Detainees moved out of NYC’s lone private jail as federal contract expires 

Private prison firm GEO Group’s contract with the U.S. Marshals Service to operate the Queens Detention Facility ended Wednesday. AP Photo/Ted S. Warren, File

Private prison firm GEO Group’s contract with the U.S. Marshals Service to operate the Queens Detention Facility ended Wednesday. AP Photo/Ted S. Warren, File

By David Brand

Dozens of detainees have been transferred out of New York City’s lone private jail after the troubled contractor’s deal with the federal government expired Wednesday.

Private prison firm GEO Group had contracted with the U.S. Marshals Service to detain pretrial defendants at the 222-bed Queens Detention Facility before an executive order from President Biden prompted the feds to end the agreement. The jail closure comes almost exactly one year after COVID-19 began to surge through the facility, infecting nearly 20 percent of detainees at the pandemic’s peak. 

Extensive coverage by the Eagle fueled a formal investigation by New York Attorney General Letitia James, who sued GEO Group in federal court in December to obtain records related to the pandemic failures and unsafe conditions. The lockup’s most famous inmate, rapper Tekashi69, was released in March 2020 after a judge said he was at risk from the coronavirus. 

The U.S. Marshals spent the past two weeks moving the detainees, many of whom are cooperating witnesses, out of the jail and into other facilities in the area, officials said.

A detainee told the Eagle last month that many of his peers were “shell shocked” by news of the closure because they feared being marked as snitches and attacked or killed at a new lockup.

Two defense attorneys said Thursday that several detainees have been moved to the Essex County Correctional Facility in New Jersey. The wife of another detainee said the U.S. Marshals Service had transferred her husband to the Metropolitan Detention Center in Brooklyn. 

The Bureau of Prisons and Department of Justice did not provide a response to specific questions Thursday, but a federal law enforcement source confirmed that detainees have been moved out of the jail.

GEO Group first disclosed the jail closure in a March 16 Worker Adjustment and Retraining Notification, first reported by the Eagle. GEO Group said in a statement that it “expects to market the Queens Detention Facility to other government agencies” if it does not get a new deal. Before contracting with the U.S. Marshals, the warehouse jail once held immigrants awaiting deportation after their arrests by Immigration and Customs Enforcement. The closure came after President Joe Biden signed an executive order preventing the Department of Justice, which oversees the U.S. Marshals, from renewing contracts with private prison firms.

According to the WARN Notice, 147 staff members will be laid off or transferred over the next two weeks. 

Several Queens Detention Facility staff members who picked up the phone at the jail refused to answer questions about the closure and directed inquiries to GEO Group’s corporate office. GEO Group did not respond to multiple messages. 

Local leaders have hailed the closure of the jail, which has largely remained under the radar aside from reporting by the Eagle and Daily News.

“The closure of the jail will end years of the GEO Group profiting from the incarceration of Black and brown people at the only private jail in New York City,” said Assemblymember Khaleel Anderson. “The conditions at the facility were unsafe, even more so amid the ongoing COVID-19 crisis. We’re thankful for its closure.”  
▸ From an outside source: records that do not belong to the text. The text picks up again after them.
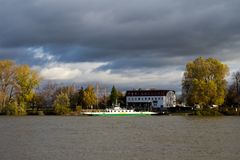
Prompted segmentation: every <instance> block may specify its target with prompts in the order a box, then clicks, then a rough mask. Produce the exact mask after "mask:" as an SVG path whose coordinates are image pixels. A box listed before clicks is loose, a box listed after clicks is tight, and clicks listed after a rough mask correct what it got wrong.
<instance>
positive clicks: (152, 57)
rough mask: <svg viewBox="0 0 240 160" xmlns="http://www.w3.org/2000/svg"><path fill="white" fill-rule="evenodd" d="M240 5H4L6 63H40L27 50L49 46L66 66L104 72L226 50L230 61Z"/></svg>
mask: <svg viewBox="0 0 240 160" xmlns="http://www.w3.org/2000/svg"><path fill="white" fill-rule="evenodd" d="M239 6H240V1H238V0H229V1H224V0H202V1H192V0H149V1H145V0H131V1H129V0H122V1H112V0H102V1H99V0H89V1H83V0H80V1H79V0H68V1H60V0H58V1H56V0H35V1H32V0H24V1H23V0H22V1H21V0H8V1H4V0H0V19H1V23H0V58H6V57H9V58H12V57H14V58H15V59H16V60H18V61H23V62H28V63H30V64H36V63H42V62H37V61H36V60H34V59H33V58H32V57H31V56H28V57H26V55H29V51H28V50H27V49H28V48H29V47H43V48H44V49H45V50H46V51H48V52H49V53H51V54H53V55H55V56H59V59H58V60H59V61H62V62H81V61H82V62H83V61H90V62H91V61H102V62H105V61H107V62H109V64H108V65H106V66H103V67H102V68H99V69H103V70H104V69H115V70H116V71H120V70H121V69H138V68H142V69H144V68H145V69H146V68H157V67H164V66H165V67H166V66H168V65H179V66H181V65H184V64H185V63H186V61H187V60H189V59H191V58H193V57H195V56H199V55H202V56H215V57H219V58H221V57H222V56H223V55H222V54H220V53H221V52H222V51H223V50H225V49H228V50H230V51H228V53H229V54H228V56H224V57H225V59H231V58H232V57H236V56H235V55H236V53H235V50H236V48H238V46H236V45H232V44H233V43H235V42H236V41H240V19H239V15H240V10H239ZM232 46H234V48H231V47H232ZM8 50H11V51H13V52H14V51H16V52H15V53H18V54H15V55H13V54H11V53H10V54H9V55H7V54H6V51H8ZM26 53H27V54H26ZM231 55H233V56H231ZM24 56H25V57H26V58H22V57H24ZM31 58H32V59H31Z"/></svg>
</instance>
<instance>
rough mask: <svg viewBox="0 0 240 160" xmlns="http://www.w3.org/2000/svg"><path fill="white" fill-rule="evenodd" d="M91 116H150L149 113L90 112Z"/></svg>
mask: <svg viewBox="0 0 240 160" xmlns="http://www.w3.org/2000/svg"><path fill="white" fill-rule="evenodd" d="M91 116H105V117H106V116H107V117H113V116H121V117H122V116H151V114H92V115H91Z"/></svg>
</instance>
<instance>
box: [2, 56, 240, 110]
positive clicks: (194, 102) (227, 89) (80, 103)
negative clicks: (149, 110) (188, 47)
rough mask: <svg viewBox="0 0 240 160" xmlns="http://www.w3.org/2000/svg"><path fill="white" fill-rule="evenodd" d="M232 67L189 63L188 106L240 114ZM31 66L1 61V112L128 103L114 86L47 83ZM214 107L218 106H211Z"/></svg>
mask: <svg viewBox="0 0 240 160" xmlns="http://www.w3.org/2000/svg"><path fill="white" fill-rule="evenodd" d="M228 75H229V68H228V66H227V65H226V64H223V63H222V62H221V61H219V60H217V59H214V58H208V59H204V58H202V57H198V58H196V59H195V60H194V61H190V62H188V63H187V64H186V69H185V73H184V76H183V80H182V96H181V97H182V98H180V99H179V100H178V101H181V102H184V103H185V104H186V105H187V106H196V105H197V106H199V108H198V109H197V110H196V111H194V112H193V113H194V114H195V115H219V114H225V115H239V108H238V107H239V105H240V90H239V88H240V86H239V85H240V72H236V73H234V74H233V75H232V78H233V83H232V84H228V82H227V80H226V77H227V76H228ZM41 80H42V78H41V77H40V75H39V74H38V72H36V71H34V70H32V69H31V68H30V67H29V66H28V65H18V64H16V63H15V62H13V61H11V60H2V61H0V114H2V115H26V114H30V115H44V114H57V115H69V114H74V115H75V114H80V113H81V111H82V110H87V109H104V108H105V107H106V106H112V105H114V104H115V103H116V102H117V101H118V103H120V104H121V105H125V96H124V95H123V94H122V93H121V92H119V91H118V90H117V89H116V88H115V86H113V88H112V91H111V94H110V95H109V96H108V95H106V94H104V95H102V96H101V97H98V96H97V95H96V88H94V87H93V85H88V86H87V87H86V88H83V87H78V86H76V85H59V84H55V83H52V82H48V83H47V84H45V85H41V87H39V85H40V83H41ZM211 106H219V107H218V108H215V109H210V108H211Z"/></svg>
In April and May 2020, the percentage of Queens jail detainees with COVID-19 nearly doubled the rate of infection at Rikers Island. Overall, at least 41 detainees and 42 staff members have tested positive for coronavirus, according to court-ordered reports published three times a week by the BOP.

Six detainees, their loved ones and their defense attorneys contacted the Eagle in March, April and May to blow the whistle on conditions in the jail, where COVID-sick detainees shared bunk beds with non-symptomatic inmates in the jail’s open dormitories. 
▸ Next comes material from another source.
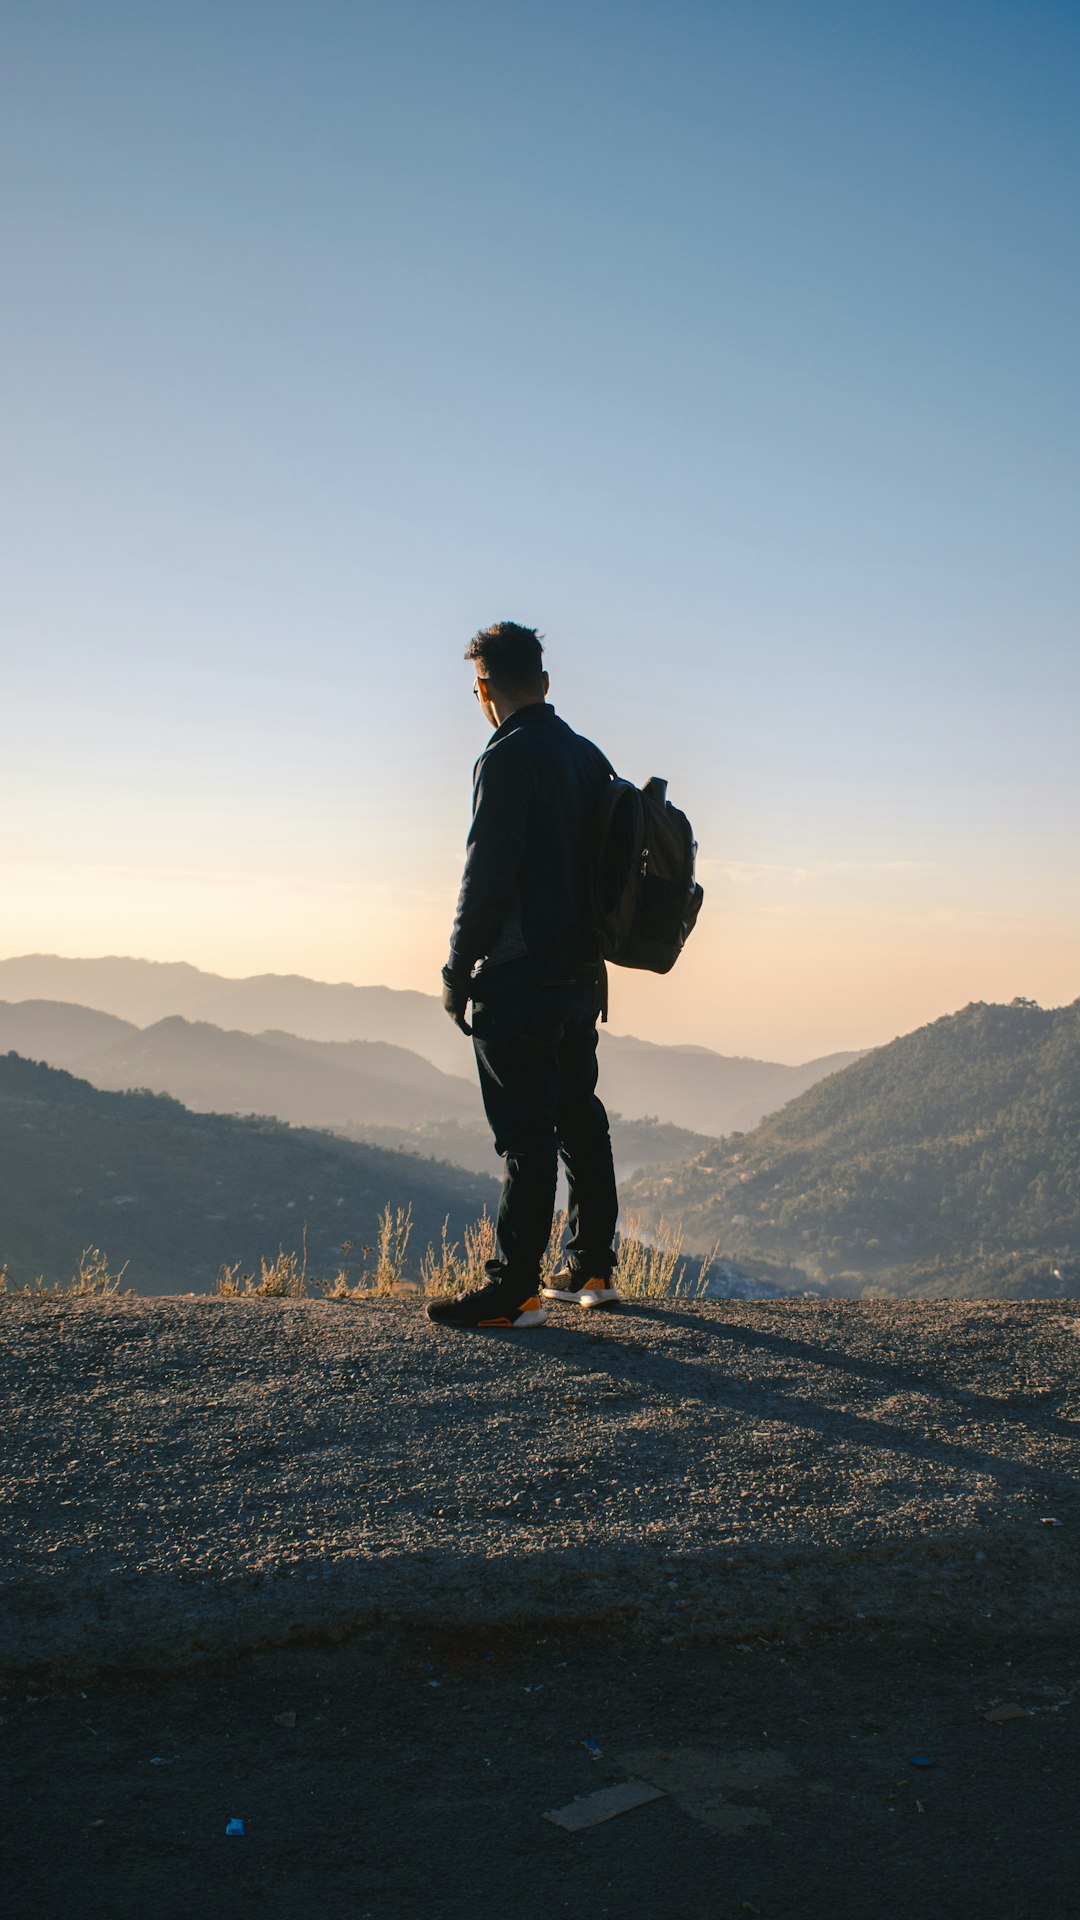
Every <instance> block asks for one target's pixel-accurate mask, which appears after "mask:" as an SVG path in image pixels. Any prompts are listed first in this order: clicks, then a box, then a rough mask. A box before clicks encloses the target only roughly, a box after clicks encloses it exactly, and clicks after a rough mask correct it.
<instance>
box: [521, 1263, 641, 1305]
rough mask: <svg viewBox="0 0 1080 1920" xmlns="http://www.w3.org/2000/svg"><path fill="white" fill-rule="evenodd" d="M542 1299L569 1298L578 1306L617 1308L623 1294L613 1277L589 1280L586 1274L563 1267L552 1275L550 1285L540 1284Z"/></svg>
mask: <svg viewBox="0 0 1080 1920" xmlns="http://www.w3.org/2000/svg"><path fill="white" fill-rule="evenodd" d="M540 1292H542V1294H544V1300H571V1302H573V1304H575V1306H578V1308H617V1306H619V1302H621V1300H623V1294H621V1292H619V1288H617V1286H615V1277H613V1275H611V1277H609V1279H605V1281H590V1279H588V1275H584V1273H577V1271H575V1269H573V1267H563V1271H561V1273H555V1275H553V1277H552V1284H550V1286H542V1288H540Z"/></svg>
An eight-cell solitary confinement unit was initially used to quarantine sick detainees, but it quickly filled up. Meanwhile, staff and inmates lacked personal protective equipment despite the deadly virus. At one point, so many guards had called out sick that a single officer was forced to patrol multiple units at the same time, detainees said.

“Everyone’s coughing, sneezing on top of each other,” one man told the Eagle April 3. “We’re not practicing social distancing because you cannot do social distancing in this jail because everyone is so on top of each other.”
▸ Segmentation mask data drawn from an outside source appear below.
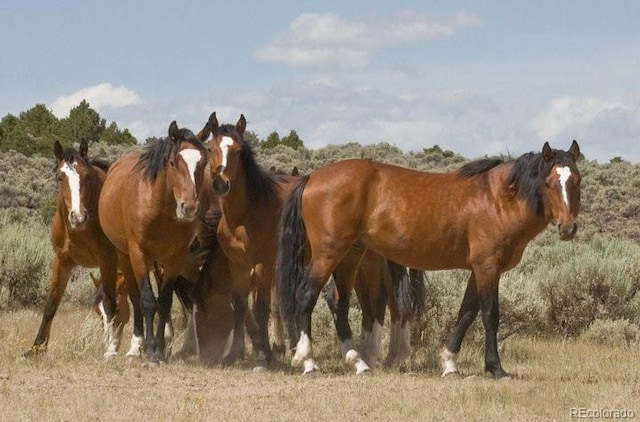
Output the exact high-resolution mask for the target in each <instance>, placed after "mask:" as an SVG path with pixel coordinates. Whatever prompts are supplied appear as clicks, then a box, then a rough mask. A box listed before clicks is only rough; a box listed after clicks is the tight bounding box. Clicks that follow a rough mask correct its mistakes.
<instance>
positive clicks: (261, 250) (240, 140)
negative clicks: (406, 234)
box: [209, 115, 384, 373]
mask: <svg viewBox="0 0 640 422" xmlns="http://www.w3.org/2000/svg"><path fill="white" fill-rule="evenodd" d="M209 125H210V126H211V130H212V135H213V136H212V139H211V141H210V142H209V152H210V154H209V156H210V169H211V172H212V176H211V177H212V180H213V189H214V192H215V193H216V194H217V195H219V204H220V208H221V210H222V213H223V216H222V219H221V222H220V225H219V226H218V238H219V241H220V244H221V247H222V249H223V250H224V251H225V253H226V254H227V256H228V257H229V261H230V266H231V274H232V276H233V279H234V289H235V292H236V296H235V301H234V304H235V305H236V306H235V310H236V324H235V328H234V344H233V350H232V352H231V353H232V356H233V357H239V356H241V355H242V351H243V350H244V349H243V348H244V334H243V333H244V331H243V326H244V323H245V321H247V320H249V321H251V319H250V318H246V316H245V313H246V311H247V310H246V306H247V305H246V303H247V301H246V298H247V296H248V295H249V293H251V292H252V291H254V289H255V296H254V316H255V324H256V327H255V329H254V330H249V328H248V330H249V331H250V336H251V338H252V341H253V345H254V349H255V351H256V355H257V363H258V366H257V367H256V369H257V370H263V369H264V368H266V365H267V364H268V363H269V361H270V359H271V357H272V350H271V348H270V347H269V335H268V323H269V316H270V315H271V320H272V322H273V324H272V326H273V329H274V337H275V345H274V350H275V349H276V348H277V347H278V346H280V347H283V343H284V333H283V332H282V323H281V321H280V317H279V305H278V301H277V295H276V294H275V289H274V278H275V262H276V254H277V235H278V223H279V219H280V212H281V209H282V205H283V203H284V201H285V199H286V197H287V196H288V195H289V193H290V192H291V189H292V188H293V186H295V182H296V181H297V180H298V178H297V177H295V176H286V175H278V174H274V170H275V169H272V170H271V171H265V170H264V169H262V167H260V166H259V165H258V164H257V162H256V160H255V157H254V153H253V150H252V148H251V145H250V144H248V143H247V142H246V141H245V140H244V139H243V136H242V135H243V132H244V130H245V128H246V120H245V118H244V116H240V119H239V120H238V122H237V123H236V125H235V126H234V125H229V124H226V125H222V126H220V125H219V124H218V121H217V119H216V118H215V115H212V119H211V120H209ZM294 170H295V171H296V172H297V169H294ZM360 258H361V254H360V253H357V252H356V254H355V259H353V260H351V259H345V260H344V262H343V263H341V265H340V266H339V268H338V269H337V270H336V274H335V276H336V279H337V280H338V282H337V284H336V285H337V289H338V290H339V295H338V296H339V301H338V304H337V308H336V309H337V310H336V312H337V314H336V329H337V331H338V336H339V338H340V341H341V349H342V353H343V356H344V357H345V361H346V362H347V364H349V365H351V366H353V367H354V368H355V369H356V371H357V372H358V373H363V372H366V371H368V370H369V369H370V368H369V366H368V365H367V363H366V362H364V361H363V359H361V357H360V355H359V353H358V352H356V351H355V349H354V346H353V342H352V341H351V337H352V335H351V329H350V327H349V323H348V315H347V314H348V305H349V296H350V293H351V291H352V290H353V287H354V284H355V281H356V280H355V277H356V272H355V270H356V269H357V268H358V266H359V265H360ZM382 259H383V258H382ZM379 281H380V278H378V279H375V278H373V279H371V281H370V282H371V283H377V282H379ZM368 282H369V281H366V282H361V283H359V285H364V284H365V283H368ZM247 314H248V313H247ZM248 315H250V314H248ZM382 318H384V314H383V316H382ZM250 325H251V324H249V323H247V326H248V327H250ZM251 331H255V332H251Z"/></svg>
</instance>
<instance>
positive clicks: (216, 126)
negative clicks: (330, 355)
mask: <svg viewBox="0 0 640 422" xmlns="http://www.w3.org/2000/svg"><path fill="white" fill-rule="evenodd" d="M209 126H210V127H211V133H212V138H211V140H210V141H209V160H210V162H209V168H210V171H211V179H212V186H213V191H214V193H215V194H216V195H217V197H218V203H219V206H220V209H221V211H222V218H221V220H220V224H219V225H218V240H219V242H220V247H221V248H222V250H223V251H224V253H225V254H226V256H227V257H228V259H229V265H230V271H231V275H232V278H233V285H234V292H235V294H234V306H235V312H236V323H235V326H234V339H233V346H232V350H231V355H230V360H234V359H237V358H240V357H242V355H243V354H244V324H245V321H248V322H249V323H248V324H247V329H248V331H249V334H250V336H251V338H252V342H253V346H254V351H255V355H256V367H255V370H256V371H262V370H265V369H266V367H267V366H268V364H269V363H270V361H271V359H272V350H271V347H270V345H269V331H268V324H269V316H270V312H271V311H275V309H272V306H271V303H270V302H271V297H272V286H273V280H274V277H275V251H276V250H277V243H276V242H277V236H276V234H277V227H278V221H279V219H280V207H281V205H282V202H283V201H284V198H285V197H286V195H287V193H288V191H289V187H288V185H289V184H290V181H291V179H290V178H287V176H284V175H276V174H274V173H271V172H268V171H265V170H264V169H263V168H262V167H260V166H259V165H258V164H257V163H256V161H255V156H254V153H253V150H252V148H251V146H250V145H249V144H248V143H247V142H246V141H245V140H244V138H243V133H244V131H245V129H246V119H245V117H244V115H241V116H240V118H239V119H238V121H237V123H236V124H235V125H231V124H223V125H220V124H219V123H218V120H217V117H216V115H215V113H213V114H212V115H211V117H210V119H209ZM254 289H255V297H254V303H253V316H254V317H255V324H256V325H255V327H252V325H253V324H252V323H251V321H252V320H251V319H250V318H247V309H246V308H247V306H248V299H247V298H248V296H249V294H250V293H251V292H252V291H253V290H254ZM274 318H275V319H276V320H279V317H278V316H277V314H276V315H274ZM276 326H277V324H276ZM282 336H283V333H282V330H280V332H278V331H277V330H276V344H280V345H284V339H283V338H282Z"/></svg>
“It’s, like, really a disaster,” said another. “I feel scared for my life. It’s not like a home where I can have my own sanctuary and sanitize the facility. I’m living in a pigsty f------ jail where whatever is happening is happening.”

A handful of inmates filed a federal civil rights lawsuit, which they later pulled, reportedly because they feared losing favorable deals offered by federal prosecutors.